La situation en Wallonie est plus nuancée. Le propriétaire d’un animal de compagnie a le droit, en vertu de l’article 3, § 3, 2°, de l’arrêté du Gouvernement wallon relatif aux déchets animaliers du 21 octobre 1993, d’enfouir le cadavre dans un lieu dont il a la jouissance, à condition qu’il ne s’agisse pas de déchets animaux à haut risque. Toutefois, les autorités communales disposent du droit d’en interdire la pratique sur leur territoire. Ce double niveau, régional et communal, est la source de toute la confusion pour les propriétaires belges.
Il est toujours interdit d’enterrer le corps de votre animal chez vous si l’animal est mort d’une maladie infectieuse, s’il pesait plus de 10 kg, ou si le sol est argileux. Cette limite de poids exclut donc bon nombre de chiens de taille moyenne ou grande. Un labrador de 30 kg, un golden retriever, un berger allemand : autant d’animaux pour lesquels l’enterrement au jardin est hors de question, quelle que soit la profondeur de la fosse.
Le risque réel d’une amende communale
Enterrer son animal sans respecter ces conditions expose à des sanctions administratives. Les règlements communaux belges peuvent prévoir des amendes en cas d’infraction aux règles d’hygiène ou de salubrité publique, et un enterrement irrégulier d’animal entre clairement dans ce champ. Le règlement de police de votre commune doit l’autoriser, et si vous êtes locataire, vous devez obtenir l’autorisation du propriétaire du logement. Un locataire qui enterre son chat sans accord du propriétaire s’expose à un double problème : la sanction communale et une éventuelle mise en cause dans le cadre du bail.
Le risque ne vient pas toujours d’un contrôle actif des autorités. Si vous trouvez un animal mort le long d’une route et que vous ne connaissez pas le propriétaire, mieux vaut contacter la commune où vous avez trouvé l’animal. Dans les faits, c’est souvent un signalement de voisinage, une odeur, un terrassement visible, un litige de propriété, qui déclenche l’intervention des autorités. La vente d’un bien immobilier peut aussi mettre en lumière une tombe animale non conforme lors des analyses de sol.

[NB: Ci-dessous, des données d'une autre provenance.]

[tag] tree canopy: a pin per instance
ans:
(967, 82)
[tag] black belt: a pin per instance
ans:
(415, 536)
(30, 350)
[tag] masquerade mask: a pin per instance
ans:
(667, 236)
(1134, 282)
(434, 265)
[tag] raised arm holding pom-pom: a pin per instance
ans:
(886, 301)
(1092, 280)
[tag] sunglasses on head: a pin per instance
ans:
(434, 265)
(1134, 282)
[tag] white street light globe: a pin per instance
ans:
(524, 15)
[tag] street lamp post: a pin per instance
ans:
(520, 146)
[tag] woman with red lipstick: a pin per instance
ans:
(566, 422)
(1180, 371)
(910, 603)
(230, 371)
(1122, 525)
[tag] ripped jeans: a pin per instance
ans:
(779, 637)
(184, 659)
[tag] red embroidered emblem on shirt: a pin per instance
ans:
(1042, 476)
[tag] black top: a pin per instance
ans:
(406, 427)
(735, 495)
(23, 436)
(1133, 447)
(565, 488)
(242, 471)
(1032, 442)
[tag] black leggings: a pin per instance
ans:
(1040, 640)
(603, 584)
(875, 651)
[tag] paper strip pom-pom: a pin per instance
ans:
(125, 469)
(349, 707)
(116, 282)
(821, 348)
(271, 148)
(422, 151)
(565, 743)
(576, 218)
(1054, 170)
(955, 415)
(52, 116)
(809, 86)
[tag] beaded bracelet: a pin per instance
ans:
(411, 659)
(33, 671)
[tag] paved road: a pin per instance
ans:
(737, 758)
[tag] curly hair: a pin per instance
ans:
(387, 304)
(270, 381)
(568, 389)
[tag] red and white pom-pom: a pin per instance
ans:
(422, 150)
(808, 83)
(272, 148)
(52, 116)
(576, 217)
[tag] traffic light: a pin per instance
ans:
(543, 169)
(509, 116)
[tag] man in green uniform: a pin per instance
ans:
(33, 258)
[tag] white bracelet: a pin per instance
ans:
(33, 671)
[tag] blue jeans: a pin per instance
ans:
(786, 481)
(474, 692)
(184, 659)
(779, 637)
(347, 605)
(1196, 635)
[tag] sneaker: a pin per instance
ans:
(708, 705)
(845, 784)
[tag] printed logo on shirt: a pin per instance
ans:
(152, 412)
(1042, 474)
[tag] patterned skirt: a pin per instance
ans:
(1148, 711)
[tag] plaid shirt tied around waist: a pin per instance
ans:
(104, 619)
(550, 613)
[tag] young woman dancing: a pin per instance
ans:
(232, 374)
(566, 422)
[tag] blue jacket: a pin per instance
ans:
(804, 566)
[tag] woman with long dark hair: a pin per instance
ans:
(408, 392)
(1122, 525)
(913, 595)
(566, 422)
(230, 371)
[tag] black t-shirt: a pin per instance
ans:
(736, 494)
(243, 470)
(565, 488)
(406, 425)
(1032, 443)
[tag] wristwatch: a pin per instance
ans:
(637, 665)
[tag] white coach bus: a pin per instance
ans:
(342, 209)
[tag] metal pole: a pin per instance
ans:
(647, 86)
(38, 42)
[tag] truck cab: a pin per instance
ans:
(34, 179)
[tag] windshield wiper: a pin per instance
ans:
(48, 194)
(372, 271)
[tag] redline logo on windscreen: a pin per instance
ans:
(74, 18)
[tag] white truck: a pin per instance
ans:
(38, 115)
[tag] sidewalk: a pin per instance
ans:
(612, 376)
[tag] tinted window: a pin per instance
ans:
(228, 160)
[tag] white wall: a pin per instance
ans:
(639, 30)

Les alternatives légales quand le jardin est impossible
Si les conditions d’un enterrement au jardin ne sont pas remplies, il reste plusieurs options : incinérer votre animal dans un crématorium, l’enterrer dans un cimetière pour animaux, ou confier la dépouille à un vétérinaire qui la remettra à une institution spécialisée. Ce service est généralement payant.
La crémation individuelle permet de récupérer les cendres et d’en faire ce que l’on souhaite, dispersion dans la nature, urne commémorative, ou depuis septembre 2024, inhumation avec le défunt. Depuis le 1er septembre 2024, les récipients contenant les cendres des animaux de compagnie peuvent être enterrés avec leurs propriétaires décédés. La nouvelle législation impose toutefois que cela corresponde à une volonté claire exprimée par la personne défunte, et que l’animal soit déjà décédé et incinéré. Une règle qui ferme la porte à toute idée d’euthanasier un animal encore vivant pour accompagner son maître dans la tombe.
Dans les faits, les communes tardent à revoir leurs réglementations. L’urne contenant les cendres du chien, du chat ou d’un autre animal domestique peut désormais être placée dans le cercueil du défunt lors de son enterrement ou dans le columbarium. Il faut toutefois que l’administration locale ait repris le décret en question dans son règlement communal. Et c’est là que le bât blesse : tout va très doucement en Belgique. même les droits accordés par le législateur wallon ou bruxellois restent lettre morte tant que la commune n’a pas actualisé ses propres textes. Avant de prendre toute décision, un appel au service communal de l’environnement reste le réflexe le plus utile.